The Arab Spring of lies

by JULIAN SAMBOMA

Despite the Western mainstream media presenting the 2011 uprisings in Africa’s North as “protests against autocratic regimes”, the author argues that those streets demonstrations were anti-imperialist in nature and were a continuation of similar protests that have been occurring since the late 1960s.

“Economists explain how production takes place in the … relations, but what they do not explain is how these relations themselves are produced, that is, the historical movement that gave them birth.” Marx: The Poverty of Philosophy

The Tunisian Revolt

The “Arab Spring” is a term coined by Western media to refer to the wave of mass protests and uprisings, which rocked several nations in the Middle East and North Africa from late 2010. Others have referred to them as the “Arab Revolutions”.

Tunisia was the first to erupt, on 18 December 2010, followed by Egypt, on 25 January 2011. [[i], [ii]] The governments of both countries, which incidentally flank Libya on the north-west and the east respectively, were toppled within a month of the commencement of the uprisings.
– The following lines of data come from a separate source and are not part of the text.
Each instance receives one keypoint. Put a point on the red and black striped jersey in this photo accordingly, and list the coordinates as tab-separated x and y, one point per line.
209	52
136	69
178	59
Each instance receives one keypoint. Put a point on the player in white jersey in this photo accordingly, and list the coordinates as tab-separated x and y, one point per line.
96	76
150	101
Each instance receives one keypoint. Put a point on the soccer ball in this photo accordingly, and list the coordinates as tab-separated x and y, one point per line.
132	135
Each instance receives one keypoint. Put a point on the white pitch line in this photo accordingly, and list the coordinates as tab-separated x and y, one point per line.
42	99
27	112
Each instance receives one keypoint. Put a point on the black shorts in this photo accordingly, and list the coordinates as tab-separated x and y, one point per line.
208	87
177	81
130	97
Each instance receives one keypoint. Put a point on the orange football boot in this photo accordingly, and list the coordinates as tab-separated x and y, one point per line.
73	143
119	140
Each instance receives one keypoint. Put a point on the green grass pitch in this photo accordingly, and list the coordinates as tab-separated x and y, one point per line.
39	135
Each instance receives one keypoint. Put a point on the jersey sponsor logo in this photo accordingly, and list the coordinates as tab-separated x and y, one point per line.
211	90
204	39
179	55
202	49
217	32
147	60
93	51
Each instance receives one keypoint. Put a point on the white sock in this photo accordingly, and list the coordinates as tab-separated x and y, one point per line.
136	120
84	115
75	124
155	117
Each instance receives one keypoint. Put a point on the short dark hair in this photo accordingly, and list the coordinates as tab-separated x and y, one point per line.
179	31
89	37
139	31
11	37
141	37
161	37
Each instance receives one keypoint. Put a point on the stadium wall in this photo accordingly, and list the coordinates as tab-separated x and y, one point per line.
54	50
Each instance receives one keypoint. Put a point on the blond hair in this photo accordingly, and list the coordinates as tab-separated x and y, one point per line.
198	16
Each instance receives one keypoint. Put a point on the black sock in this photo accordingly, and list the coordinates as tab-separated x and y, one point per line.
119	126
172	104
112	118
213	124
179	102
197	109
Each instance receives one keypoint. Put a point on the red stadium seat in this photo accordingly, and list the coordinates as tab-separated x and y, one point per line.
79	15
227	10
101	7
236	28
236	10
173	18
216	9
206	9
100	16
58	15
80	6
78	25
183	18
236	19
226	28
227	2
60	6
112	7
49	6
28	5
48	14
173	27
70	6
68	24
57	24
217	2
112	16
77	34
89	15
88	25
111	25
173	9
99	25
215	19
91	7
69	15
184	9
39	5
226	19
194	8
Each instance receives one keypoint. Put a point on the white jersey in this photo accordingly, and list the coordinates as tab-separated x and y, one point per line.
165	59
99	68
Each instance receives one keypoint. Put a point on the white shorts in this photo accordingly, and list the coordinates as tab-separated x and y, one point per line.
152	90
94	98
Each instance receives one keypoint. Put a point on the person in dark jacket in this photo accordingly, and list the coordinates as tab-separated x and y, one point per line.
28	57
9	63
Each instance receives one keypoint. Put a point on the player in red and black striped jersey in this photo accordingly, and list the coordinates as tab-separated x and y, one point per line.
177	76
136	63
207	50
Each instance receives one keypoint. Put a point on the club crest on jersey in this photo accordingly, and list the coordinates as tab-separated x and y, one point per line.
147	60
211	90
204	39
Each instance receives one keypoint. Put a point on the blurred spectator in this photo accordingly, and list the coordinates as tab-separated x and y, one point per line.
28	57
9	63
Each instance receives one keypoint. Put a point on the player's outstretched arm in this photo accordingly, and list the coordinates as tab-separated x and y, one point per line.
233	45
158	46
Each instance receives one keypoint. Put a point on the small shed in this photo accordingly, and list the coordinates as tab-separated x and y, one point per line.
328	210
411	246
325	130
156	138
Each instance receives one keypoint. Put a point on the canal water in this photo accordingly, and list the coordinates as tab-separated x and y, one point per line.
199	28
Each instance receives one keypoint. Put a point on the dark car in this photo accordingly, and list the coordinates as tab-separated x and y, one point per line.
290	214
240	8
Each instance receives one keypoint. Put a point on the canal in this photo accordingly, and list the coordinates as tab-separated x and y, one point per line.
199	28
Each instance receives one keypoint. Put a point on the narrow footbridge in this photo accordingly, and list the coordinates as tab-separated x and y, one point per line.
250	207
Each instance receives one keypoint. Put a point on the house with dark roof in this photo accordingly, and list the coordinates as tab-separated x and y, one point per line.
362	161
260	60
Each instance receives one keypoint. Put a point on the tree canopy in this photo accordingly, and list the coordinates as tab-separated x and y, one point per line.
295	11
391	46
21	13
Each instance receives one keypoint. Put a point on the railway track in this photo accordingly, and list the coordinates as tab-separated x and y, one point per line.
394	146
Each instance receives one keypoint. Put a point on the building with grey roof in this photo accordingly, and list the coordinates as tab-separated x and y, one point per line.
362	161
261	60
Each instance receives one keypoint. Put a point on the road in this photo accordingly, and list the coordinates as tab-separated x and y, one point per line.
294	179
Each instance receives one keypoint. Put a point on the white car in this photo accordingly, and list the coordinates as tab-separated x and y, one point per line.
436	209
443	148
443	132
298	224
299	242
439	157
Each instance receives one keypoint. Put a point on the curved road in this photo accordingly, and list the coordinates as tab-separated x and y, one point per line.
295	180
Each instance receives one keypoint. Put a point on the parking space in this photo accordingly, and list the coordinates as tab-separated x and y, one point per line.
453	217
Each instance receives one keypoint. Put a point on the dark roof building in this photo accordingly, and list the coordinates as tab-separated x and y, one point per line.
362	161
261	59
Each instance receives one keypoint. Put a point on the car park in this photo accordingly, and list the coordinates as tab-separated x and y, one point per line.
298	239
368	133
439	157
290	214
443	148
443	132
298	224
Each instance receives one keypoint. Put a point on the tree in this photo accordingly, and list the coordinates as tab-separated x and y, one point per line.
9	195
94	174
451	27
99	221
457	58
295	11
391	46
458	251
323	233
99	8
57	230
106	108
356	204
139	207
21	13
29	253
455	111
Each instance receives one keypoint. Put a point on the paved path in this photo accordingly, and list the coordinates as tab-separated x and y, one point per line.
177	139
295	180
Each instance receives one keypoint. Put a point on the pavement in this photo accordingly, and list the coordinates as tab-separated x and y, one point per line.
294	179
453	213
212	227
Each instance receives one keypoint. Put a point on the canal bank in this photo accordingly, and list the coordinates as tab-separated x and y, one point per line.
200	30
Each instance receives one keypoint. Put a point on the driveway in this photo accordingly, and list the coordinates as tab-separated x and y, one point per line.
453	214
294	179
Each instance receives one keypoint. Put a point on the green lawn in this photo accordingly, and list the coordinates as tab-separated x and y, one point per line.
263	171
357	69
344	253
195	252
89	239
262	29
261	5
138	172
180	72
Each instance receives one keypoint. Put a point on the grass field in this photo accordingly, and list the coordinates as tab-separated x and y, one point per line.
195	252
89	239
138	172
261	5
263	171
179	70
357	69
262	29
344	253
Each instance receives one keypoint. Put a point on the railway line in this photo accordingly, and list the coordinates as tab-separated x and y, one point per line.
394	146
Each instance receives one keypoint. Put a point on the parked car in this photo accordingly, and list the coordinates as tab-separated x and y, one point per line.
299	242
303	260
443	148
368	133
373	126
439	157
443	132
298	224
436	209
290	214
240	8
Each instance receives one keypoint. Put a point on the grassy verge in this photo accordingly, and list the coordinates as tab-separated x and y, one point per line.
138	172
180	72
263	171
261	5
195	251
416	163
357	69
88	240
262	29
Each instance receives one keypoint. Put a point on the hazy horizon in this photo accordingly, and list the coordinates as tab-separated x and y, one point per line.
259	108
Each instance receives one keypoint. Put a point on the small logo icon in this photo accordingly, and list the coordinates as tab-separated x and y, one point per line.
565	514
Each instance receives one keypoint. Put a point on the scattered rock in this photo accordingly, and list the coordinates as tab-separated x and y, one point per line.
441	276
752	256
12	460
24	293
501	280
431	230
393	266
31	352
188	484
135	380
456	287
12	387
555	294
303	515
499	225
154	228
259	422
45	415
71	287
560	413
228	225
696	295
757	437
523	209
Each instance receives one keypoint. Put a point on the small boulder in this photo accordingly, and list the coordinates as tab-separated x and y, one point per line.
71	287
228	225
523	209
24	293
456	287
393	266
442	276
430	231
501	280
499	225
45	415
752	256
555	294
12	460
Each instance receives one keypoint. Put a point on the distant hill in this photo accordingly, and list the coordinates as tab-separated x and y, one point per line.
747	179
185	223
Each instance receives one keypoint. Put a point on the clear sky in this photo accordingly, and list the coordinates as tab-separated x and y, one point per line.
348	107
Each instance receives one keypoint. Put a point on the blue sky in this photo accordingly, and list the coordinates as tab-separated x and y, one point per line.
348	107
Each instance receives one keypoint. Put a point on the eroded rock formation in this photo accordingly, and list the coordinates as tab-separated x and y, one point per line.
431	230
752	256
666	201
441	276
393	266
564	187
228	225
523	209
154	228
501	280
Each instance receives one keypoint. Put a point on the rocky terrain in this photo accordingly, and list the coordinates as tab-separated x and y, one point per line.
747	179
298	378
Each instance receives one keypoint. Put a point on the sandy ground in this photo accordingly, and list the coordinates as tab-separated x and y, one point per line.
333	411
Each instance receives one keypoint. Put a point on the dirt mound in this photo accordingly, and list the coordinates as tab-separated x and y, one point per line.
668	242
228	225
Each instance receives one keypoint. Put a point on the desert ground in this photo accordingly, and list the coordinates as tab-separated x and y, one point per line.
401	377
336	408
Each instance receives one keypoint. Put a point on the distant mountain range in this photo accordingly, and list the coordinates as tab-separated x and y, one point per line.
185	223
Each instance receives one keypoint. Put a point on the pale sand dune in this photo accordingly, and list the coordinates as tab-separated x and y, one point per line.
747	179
Generally considered to have taken hold in six countries – Egypt, Tunisia, Libya, Syria, Bahrain and Yemen – the so-called Arab Spring is alleged by sundry academics, commentators and reporters to have been a series of spontaneous, grassroots “revolutions” against authoritarian governments in the region. [[iii]]

Given that the street protests in Libya followed immediately upon the heels of the revolts that toppled the Ben Ali and Mubarak regimes in Tunisia and Egypt, these learned people jumped on a bandwagon emblazoned with the legend: “Libya – an outgrowth of Tunisia and Egypt”.
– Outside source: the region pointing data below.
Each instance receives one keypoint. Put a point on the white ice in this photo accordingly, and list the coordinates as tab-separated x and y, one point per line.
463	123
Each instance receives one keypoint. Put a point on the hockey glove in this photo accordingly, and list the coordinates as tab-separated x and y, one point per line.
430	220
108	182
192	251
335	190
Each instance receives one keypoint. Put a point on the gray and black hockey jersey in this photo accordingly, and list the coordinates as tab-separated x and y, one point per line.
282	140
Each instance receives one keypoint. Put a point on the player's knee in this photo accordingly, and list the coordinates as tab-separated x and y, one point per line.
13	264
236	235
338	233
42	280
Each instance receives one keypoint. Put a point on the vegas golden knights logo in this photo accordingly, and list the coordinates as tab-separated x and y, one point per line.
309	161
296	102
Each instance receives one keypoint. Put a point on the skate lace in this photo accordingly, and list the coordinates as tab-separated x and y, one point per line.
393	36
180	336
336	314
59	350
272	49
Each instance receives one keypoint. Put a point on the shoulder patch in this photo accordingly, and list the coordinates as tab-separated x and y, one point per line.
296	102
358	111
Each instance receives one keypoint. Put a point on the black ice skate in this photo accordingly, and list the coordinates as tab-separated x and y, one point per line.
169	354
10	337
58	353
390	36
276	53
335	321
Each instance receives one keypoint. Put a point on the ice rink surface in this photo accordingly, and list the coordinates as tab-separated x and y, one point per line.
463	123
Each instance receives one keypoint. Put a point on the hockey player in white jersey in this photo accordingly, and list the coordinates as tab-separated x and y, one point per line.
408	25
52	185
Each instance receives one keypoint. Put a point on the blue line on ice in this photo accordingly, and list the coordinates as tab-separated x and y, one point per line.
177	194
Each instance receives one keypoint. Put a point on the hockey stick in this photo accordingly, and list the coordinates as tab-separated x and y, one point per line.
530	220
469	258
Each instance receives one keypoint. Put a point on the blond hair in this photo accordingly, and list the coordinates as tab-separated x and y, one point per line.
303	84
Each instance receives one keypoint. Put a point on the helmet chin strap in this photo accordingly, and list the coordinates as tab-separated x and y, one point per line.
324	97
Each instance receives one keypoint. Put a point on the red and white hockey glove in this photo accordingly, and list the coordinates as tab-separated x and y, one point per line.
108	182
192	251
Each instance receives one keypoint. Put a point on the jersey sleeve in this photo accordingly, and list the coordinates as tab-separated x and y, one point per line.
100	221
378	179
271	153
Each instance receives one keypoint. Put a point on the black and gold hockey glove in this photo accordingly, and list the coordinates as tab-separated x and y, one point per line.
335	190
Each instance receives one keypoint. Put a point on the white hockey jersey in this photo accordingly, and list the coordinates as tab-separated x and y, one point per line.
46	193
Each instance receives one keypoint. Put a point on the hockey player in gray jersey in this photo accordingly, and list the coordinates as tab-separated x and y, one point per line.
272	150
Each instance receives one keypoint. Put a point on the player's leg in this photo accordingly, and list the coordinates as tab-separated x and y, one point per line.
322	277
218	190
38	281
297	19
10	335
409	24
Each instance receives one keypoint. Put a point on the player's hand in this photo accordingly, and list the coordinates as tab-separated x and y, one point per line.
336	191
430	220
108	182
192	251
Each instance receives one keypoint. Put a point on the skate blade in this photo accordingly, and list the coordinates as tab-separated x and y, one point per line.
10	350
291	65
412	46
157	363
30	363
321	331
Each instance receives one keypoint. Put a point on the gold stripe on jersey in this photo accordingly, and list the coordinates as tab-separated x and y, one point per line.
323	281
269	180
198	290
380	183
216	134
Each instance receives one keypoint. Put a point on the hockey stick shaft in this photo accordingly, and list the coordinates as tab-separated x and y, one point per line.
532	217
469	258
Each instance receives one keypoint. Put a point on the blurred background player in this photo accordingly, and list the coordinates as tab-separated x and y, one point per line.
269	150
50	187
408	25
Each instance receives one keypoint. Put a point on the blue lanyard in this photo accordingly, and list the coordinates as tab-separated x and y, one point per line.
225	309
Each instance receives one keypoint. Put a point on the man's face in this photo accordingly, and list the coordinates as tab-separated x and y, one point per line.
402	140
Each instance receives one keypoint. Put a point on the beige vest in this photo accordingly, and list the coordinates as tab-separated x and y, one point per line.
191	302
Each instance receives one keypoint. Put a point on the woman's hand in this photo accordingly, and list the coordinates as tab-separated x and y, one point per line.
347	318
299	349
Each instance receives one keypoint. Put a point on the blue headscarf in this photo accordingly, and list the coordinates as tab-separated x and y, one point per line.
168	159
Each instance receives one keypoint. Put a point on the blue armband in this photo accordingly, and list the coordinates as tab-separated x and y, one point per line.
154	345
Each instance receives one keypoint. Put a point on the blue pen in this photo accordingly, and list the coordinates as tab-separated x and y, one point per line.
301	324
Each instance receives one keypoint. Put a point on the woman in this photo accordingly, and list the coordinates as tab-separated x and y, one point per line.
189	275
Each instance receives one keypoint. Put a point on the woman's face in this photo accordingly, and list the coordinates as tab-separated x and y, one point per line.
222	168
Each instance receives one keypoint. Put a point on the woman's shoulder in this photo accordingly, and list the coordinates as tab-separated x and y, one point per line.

In a perfect example of this, one writer, states: “The 2011 Arab Spring seems to offer new evidence of a domino theory – one event spurring another event. Libyan youth, inspired by the toppling of two long-time dictators in neighbouring Tunisia and Egypt in January and February, started peaceful protests to pressure Muammar Gaddafi to leave”. [[iv]]
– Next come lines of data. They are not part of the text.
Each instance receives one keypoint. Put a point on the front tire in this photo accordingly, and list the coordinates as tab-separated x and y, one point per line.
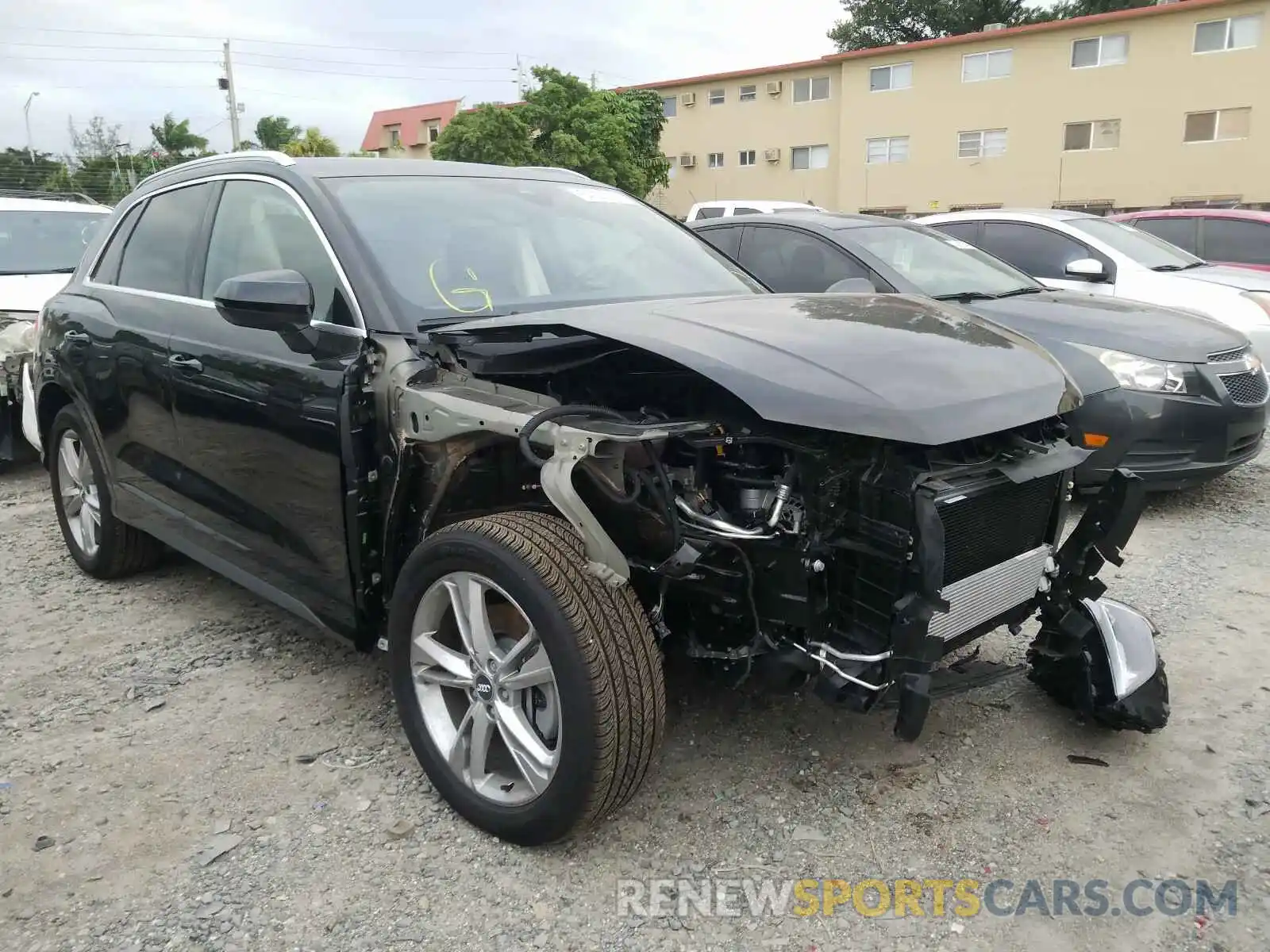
99	543
531	693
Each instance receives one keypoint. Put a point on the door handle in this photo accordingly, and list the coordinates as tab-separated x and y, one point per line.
186	363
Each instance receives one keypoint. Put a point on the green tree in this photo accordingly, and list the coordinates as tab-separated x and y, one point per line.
613	137
275	132
491	133
876	23
175	139
313	143
25	171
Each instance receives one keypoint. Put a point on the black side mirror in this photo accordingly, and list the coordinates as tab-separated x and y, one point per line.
851	286
279	300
Not surprisingly, we find the old canard about “peaceful protests” here again. However, what preoccupies us now is this forging (fudging?) of a link between the uprisings in Tunisia and Egypt, on the one hand, and the Libya protests, on the other. Were the latter actually manifestations of this Arab Spring. In fact, what exactly was this phenomenon called the Arab Spring?

To answer this question we need to conduct a dialectical examination of the Arab Spring and see what conclusions spring up (pun intended!). It follows that the Arab Spring represents Marx’s “chaotic whole”, “the real-concrete” in this investigation into the Arab Spring. We will abstract for the uprisings in Tunisia and Egypt; we will call them, respectively, the Tunisian Revolt and the Egyptian Revolt.